Netflix Optimizes Apache Druid Queries, 84% of Results from Cache
2026-06-04 10:41
Favorite

en.Wedoany.com Reported - Netflix has optimized query efficiency in its Apache Druid database by introducing an interval-aware caching strategy, enabling approximately 84% of analytical results to be served from cache, reducing query load by about 33%, and improving P90 query time by 66%. This optimization is primarily achieved through an external caching proxy layer, addressing redundant computations and repeated scans of large datasets caused by slightly shifting time ranges in consecutive refresh queries for rolling window dashboards.

At Netflix's scale, its real-time analytics system processes trillions of rows of data, powering dashboards for monitoring, experimentation, and operational decision-making. These dashboards frequently execute near-identical queries, such as calculating error rates or engagement metrics within sliding time windows. Evan King, co-founder of Hello Interview, noted that traditional caching treats repeated queries with slightly shifted time boundaries as different requests, leading to low cache reuse and redundant computations in Apache Druid.
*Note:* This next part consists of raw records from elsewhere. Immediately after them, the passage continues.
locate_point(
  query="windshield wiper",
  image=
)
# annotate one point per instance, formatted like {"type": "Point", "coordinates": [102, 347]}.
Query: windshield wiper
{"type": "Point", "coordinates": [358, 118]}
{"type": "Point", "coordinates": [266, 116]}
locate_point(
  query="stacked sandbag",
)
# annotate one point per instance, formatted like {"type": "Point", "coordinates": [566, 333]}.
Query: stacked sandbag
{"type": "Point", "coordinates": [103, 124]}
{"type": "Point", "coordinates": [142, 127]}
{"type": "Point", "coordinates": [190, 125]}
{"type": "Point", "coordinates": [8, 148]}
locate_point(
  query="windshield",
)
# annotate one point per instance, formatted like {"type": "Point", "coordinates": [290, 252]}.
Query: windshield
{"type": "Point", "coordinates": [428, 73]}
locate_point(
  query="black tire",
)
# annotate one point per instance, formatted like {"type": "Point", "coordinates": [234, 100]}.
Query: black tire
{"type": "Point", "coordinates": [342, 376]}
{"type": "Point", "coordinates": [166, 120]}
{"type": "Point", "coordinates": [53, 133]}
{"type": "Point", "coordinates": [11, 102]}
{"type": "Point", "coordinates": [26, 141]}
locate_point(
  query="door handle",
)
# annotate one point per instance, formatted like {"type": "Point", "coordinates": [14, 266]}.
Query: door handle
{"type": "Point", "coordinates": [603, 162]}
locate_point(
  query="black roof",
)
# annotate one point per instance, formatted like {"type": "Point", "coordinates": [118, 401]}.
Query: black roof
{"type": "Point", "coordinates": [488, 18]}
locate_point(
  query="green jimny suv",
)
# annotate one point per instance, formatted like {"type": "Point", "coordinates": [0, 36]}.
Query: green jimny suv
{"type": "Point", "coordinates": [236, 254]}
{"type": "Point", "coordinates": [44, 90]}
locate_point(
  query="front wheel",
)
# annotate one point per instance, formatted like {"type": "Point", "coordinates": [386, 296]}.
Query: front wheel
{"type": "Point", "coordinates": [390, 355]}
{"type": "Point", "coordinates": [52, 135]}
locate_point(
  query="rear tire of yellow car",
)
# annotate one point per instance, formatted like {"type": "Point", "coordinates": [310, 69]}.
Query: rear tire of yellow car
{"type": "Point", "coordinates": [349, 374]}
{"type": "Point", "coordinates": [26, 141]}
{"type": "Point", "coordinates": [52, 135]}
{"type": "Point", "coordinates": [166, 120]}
Netflix's approach decomposes query results into time-aligned segments for reuse across overlapping rolling window queries. Instead of caching the complete query output, the system stores intermediate aggregations for fixed time intervals. When a new query arrives, cached segments are used for the relatively stable historical portion of the time window, with only the most recent interval's data being recomputed from Druid and merged with the cached results.

Under workloads exceeding 10 trillion rows in Apache Druid, repeated rolling window queries became a major bottleneck. The caching layer, using granularity-aligned buckets and an exponential TTL (Time-To-Live) strategy, enables long-term caching of historical intervals while maintaining the timeliness of the latest data. Architecturally, the caching layer operates as an external proxy, intercepting incoming queries, separating query structure from time intervals, and generating reusable cache keys. Cache segments are stored in a distributed key-value system, supporting independent expiration and efficient retrieval.

With this design, only the most recent interval requires recomputation, while historical segments can be reused across multiple overlapping queries. Consequently, queries reaching Druid operate over significantly reduced time ranges, scanning fewer segments and processing less data. In certain workloads, Netflix observed up to a 14x reduction in result bytes and a substantial decrease in segment scans.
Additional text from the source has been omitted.